'Godmode' GPT-4o jailbreak released by hacker — powerful exploit was quickly banned

Xatolos@reddthat.com · 5 months ago

'Godmode' GPT-4o jailbreak released by hacker — powerful exploit was quickly banned

givesomefucks@lemmy.world · edit-2 5 months ago

For this type of stuff where you’re just trying to get it to regurgitate stuff verbatim that’s been online decades…

Yeah, this doesn’t matter except for headlines that may effect investing. Hell, I remember the bullshit recipie from the anarchist cookbook, that’s been floating around since before the internet. (Remember that it exists, it’s not like I memorized it)

But if you were telling it to actually generate stuff, like stories or fake articles, and especially image generation…

It being this easy to get around filters is a pretty big deal, and is hugely irresponsible on OpenAI’s part, and in some cases may open them up to liability.

Like, remember when Swifities got (rightfully) upset people were using AI to basically make porn of her?

It’s AI that interperts the prompts, and anything that gets around prompt filters for stuff like asking for meth instructions, would also be applicable there.

Or asking it to write about why “h1tl3rwasnotwrong1932scientific” might get it to spit out something that looks like a scientific article using made up statistics to say some racist/bigoted shit.

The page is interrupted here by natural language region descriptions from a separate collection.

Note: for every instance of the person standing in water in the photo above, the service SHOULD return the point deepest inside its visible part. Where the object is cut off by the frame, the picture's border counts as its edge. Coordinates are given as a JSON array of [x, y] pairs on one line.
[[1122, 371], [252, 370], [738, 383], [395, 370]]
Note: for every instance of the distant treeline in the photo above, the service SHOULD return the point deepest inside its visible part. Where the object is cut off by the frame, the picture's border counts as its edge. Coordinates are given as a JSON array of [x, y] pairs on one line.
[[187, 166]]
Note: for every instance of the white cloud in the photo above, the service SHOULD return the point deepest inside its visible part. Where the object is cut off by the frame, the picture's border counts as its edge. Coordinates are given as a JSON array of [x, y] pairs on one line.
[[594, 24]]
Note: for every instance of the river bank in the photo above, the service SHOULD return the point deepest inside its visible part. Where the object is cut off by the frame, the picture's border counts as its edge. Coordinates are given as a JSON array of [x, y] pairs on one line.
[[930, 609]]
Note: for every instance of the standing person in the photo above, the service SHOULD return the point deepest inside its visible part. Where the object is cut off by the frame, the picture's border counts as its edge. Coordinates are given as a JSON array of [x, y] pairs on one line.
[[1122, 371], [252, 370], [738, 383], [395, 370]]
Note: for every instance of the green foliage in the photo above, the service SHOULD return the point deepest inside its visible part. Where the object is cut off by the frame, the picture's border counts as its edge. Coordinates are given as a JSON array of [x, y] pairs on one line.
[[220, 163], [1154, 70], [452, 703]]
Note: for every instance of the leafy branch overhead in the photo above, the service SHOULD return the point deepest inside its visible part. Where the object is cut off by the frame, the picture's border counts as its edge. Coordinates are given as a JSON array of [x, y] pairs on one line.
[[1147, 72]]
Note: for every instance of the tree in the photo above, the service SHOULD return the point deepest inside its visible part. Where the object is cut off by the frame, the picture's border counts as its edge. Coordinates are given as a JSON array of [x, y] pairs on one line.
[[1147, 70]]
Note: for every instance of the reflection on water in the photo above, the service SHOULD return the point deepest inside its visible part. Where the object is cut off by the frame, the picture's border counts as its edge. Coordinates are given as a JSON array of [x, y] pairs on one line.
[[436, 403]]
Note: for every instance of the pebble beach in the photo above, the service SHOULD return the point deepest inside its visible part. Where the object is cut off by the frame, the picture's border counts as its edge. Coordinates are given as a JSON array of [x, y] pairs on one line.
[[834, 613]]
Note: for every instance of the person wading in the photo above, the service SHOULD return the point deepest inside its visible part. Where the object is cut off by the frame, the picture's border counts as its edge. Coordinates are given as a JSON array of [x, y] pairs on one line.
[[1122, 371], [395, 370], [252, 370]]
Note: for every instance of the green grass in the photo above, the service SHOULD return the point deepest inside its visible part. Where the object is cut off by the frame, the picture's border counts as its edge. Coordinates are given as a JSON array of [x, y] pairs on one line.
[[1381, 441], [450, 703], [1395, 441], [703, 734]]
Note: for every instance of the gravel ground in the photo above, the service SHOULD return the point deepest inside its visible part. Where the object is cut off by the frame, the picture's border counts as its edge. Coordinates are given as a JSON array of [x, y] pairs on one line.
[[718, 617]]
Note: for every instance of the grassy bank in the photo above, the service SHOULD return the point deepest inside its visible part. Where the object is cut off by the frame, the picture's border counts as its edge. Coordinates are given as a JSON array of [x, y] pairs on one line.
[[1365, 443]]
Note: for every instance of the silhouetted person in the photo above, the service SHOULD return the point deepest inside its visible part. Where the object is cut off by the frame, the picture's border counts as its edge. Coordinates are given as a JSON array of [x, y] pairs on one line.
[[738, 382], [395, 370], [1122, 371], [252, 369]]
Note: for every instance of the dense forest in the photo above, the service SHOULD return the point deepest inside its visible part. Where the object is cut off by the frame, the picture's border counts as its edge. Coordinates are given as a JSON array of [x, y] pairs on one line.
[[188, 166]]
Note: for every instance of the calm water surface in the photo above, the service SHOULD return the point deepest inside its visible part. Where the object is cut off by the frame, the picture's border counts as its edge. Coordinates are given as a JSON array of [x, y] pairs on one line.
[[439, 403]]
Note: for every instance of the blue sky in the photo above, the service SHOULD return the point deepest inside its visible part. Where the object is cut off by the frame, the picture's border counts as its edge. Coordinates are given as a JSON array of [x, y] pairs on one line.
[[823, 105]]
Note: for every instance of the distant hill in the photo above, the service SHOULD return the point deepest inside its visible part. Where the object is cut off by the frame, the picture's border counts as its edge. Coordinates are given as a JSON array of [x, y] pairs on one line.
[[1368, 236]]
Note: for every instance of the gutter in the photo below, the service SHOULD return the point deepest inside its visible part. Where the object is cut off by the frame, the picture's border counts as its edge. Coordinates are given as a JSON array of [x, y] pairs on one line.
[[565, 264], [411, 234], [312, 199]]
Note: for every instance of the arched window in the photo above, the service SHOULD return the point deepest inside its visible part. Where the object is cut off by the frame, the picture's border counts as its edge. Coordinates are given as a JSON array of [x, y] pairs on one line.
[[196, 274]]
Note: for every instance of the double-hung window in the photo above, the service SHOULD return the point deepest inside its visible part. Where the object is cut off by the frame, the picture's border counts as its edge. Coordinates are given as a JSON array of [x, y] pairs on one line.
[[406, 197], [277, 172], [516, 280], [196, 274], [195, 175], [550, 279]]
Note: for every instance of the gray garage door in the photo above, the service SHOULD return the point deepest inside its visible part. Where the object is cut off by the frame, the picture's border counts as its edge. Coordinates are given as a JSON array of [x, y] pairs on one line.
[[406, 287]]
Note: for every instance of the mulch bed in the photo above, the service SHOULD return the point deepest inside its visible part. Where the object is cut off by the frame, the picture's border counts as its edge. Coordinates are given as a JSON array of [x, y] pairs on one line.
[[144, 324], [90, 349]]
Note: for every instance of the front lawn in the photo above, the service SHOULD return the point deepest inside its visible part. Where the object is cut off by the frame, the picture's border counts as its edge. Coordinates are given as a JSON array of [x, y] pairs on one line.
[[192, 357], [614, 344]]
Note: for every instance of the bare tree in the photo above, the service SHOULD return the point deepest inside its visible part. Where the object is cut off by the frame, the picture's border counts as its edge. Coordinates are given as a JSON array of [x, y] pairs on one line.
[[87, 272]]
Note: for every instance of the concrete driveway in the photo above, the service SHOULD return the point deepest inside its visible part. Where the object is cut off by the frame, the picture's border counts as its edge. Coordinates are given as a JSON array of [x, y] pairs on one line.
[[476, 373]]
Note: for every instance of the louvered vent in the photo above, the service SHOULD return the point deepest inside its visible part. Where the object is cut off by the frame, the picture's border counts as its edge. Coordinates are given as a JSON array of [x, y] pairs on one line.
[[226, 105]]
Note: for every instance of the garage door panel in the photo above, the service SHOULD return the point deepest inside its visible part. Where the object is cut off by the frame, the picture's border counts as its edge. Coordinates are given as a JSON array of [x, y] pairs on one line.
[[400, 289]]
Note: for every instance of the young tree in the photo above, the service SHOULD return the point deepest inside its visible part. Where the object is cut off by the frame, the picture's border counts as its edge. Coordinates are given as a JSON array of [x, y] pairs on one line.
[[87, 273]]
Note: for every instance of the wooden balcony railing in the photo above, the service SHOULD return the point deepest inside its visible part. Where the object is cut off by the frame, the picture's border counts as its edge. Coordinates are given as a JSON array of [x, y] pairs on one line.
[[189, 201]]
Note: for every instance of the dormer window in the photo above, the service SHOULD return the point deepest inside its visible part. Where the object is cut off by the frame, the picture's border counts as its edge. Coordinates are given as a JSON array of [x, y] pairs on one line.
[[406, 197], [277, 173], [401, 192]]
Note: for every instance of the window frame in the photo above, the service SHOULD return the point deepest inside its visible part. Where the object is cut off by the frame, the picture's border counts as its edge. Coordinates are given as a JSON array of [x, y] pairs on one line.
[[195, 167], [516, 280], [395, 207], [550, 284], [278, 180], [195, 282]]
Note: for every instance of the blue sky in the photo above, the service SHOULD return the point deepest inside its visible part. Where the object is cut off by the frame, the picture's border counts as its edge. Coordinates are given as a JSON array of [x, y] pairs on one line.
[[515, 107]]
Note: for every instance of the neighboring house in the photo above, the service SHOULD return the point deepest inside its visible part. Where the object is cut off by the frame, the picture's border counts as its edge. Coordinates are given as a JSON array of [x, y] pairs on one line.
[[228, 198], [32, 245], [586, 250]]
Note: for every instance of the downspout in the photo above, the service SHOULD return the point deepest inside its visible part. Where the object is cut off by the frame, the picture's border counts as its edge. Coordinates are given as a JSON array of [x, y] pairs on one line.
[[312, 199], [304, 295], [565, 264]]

Don’t get me wrong 99% of AI articles are drastically unnecessary, but this specific issue about how easily prompt filters can be circumvented is important and it is a big deal.

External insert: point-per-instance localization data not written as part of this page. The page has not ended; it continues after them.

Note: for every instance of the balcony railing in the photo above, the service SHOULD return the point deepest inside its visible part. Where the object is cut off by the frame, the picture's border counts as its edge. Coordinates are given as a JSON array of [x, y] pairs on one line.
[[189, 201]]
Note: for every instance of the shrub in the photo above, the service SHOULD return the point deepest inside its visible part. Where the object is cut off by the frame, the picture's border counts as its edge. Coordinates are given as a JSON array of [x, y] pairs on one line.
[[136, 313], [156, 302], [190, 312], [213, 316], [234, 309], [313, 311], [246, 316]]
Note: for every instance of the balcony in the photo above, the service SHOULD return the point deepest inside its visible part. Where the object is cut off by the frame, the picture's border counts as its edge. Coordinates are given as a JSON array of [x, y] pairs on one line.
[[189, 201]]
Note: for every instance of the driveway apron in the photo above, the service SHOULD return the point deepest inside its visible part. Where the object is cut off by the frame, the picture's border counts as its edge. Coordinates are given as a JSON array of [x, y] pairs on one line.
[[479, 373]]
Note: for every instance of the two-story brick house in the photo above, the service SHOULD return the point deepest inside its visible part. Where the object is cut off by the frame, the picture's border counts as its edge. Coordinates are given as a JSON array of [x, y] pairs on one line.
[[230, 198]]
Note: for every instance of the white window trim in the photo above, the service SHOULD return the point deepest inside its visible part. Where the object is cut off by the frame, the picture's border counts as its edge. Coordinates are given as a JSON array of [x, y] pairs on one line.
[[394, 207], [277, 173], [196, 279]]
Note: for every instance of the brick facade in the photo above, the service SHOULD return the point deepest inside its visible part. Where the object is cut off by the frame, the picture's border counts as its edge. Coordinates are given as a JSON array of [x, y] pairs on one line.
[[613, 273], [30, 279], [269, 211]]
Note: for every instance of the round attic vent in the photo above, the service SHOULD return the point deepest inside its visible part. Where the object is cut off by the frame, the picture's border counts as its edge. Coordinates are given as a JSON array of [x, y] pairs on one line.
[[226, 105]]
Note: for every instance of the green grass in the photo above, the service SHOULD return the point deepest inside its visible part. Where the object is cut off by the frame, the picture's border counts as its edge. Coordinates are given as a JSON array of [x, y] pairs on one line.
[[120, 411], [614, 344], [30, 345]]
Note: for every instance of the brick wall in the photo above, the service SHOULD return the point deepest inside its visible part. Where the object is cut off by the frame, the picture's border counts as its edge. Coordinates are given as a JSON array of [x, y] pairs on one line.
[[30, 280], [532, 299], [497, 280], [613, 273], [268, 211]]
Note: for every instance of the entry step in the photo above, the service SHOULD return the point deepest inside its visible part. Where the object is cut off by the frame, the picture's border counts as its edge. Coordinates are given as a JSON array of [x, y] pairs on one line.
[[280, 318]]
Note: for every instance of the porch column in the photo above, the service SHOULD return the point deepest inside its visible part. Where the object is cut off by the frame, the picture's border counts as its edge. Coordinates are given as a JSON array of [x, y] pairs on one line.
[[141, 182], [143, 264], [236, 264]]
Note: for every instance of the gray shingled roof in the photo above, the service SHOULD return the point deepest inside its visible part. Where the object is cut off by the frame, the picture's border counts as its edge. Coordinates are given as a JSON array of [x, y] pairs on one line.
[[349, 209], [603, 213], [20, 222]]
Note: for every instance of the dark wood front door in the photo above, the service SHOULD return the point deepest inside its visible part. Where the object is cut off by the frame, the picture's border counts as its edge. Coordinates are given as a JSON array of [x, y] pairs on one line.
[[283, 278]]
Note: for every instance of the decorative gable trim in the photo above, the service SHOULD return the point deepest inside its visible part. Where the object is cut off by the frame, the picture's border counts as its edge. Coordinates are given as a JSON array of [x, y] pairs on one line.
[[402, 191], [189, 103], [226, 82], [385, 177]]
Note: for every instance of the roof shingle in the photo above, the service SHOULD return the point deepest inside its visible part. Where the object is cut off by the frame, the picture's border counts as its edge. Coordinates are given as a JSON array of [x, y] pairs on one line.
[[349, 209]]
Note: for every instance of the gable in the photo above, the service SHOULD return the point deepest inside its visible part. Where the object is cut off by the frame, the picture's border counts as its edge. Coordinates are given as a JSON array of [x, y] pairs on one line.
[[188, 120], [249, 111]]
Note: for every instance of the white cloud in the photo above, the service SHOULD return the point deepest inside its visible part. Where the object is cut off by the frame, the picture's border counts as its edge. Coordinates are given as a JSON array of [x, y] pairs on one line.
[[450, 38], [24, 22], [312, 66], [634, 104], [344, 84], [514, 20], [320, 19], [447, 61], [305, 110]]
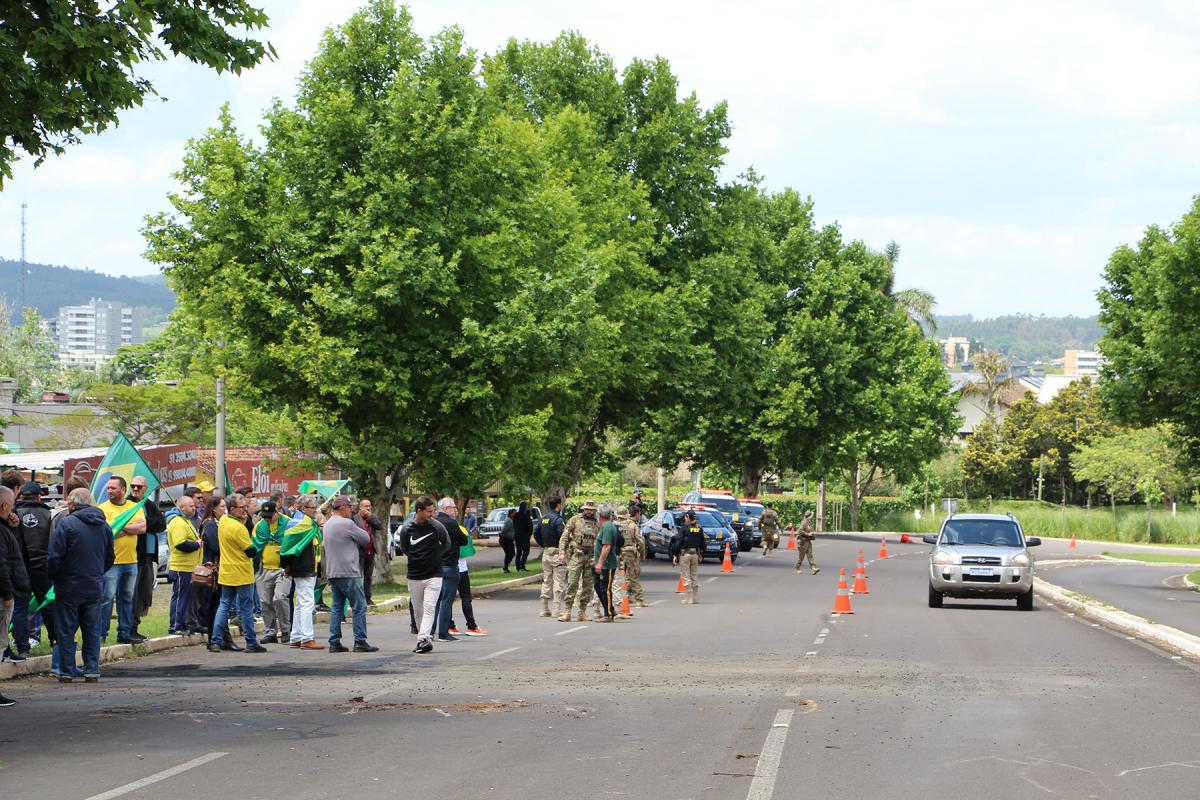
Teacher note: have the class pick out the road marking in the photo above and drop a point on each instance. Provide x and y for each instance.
(763, 785)
(571, 630)
(499, 653)
(157, 776)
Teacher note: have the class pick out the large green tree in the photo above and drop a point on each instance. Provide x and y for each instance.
(1151, 317)
(70, 66)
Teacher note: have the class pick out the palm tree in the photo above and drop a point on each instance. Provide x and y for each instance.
(994, 380)
(917, 304)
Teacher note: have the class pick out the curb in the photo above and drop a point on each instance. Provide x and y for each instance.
(1121, 620)
(39, 665)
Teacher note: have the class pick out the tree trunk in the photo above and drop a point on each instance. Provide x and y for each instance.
(750, 480)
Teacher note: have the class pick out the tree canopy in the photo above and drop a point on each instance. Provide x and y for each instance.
(70, 66)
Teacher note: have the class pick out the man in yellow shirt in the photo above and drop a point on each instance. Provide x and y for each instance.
(235, 578)
(184, 546)
(121, 581)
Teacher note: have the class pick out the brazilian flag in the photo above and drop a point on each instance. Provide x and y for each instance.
(123, 459)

And considering the “work” involved with AI is just typing in random prompts and seeing what shit sticks to the wall, it’s going to be incredibly hard (probably impossible for years) to effectively filter prompts short of paying a human to review before generation. Which defeats the whole purpose of AI.

This is a huge flaw that OpenAI absolutely has to be aware o, because this stuff should be tested when testing filters. And OpenAI are just choosing to ignore it.

They’re not worried about the meth recipie getting out, they’re worried the knowledge of how to get around filters is really this easy will get out.

Which is why it took me a minute to decide if giving those examples was a good idea or not. But the people abusing it, have likely already realized it because, frankly, it’s been the first thing people try to get around word filters for decades. So at this point it’s best to make it as widely known as possible in the hopes media picks it up and they’re forced to develop a better system of filtering prompts than a basic bitch word filter.

JackGreenEarth@lemm.ee · 5 months ago

If Open AI was the only LLM, your argument might make sense. But they’re not, there are lots of FOSS LLMs with no restrictions. Even if ‘Open’ AI managed to fully censor their own AI, there would be lots of other models for people who don’t like censorship to use to, for example, generate a pseudoscientific article about the Nazis. But also, a human could write that article without AI. And people would rightfully call it out as bullshit. It doesn’t really matter if AI wrote it.

givesomefucks@lemmy.world · 5 months ago

and especially image generation…

JackGreenEarth@lemm.ee · 5 months ago

There are FOSS image generators too, I don’t see your point.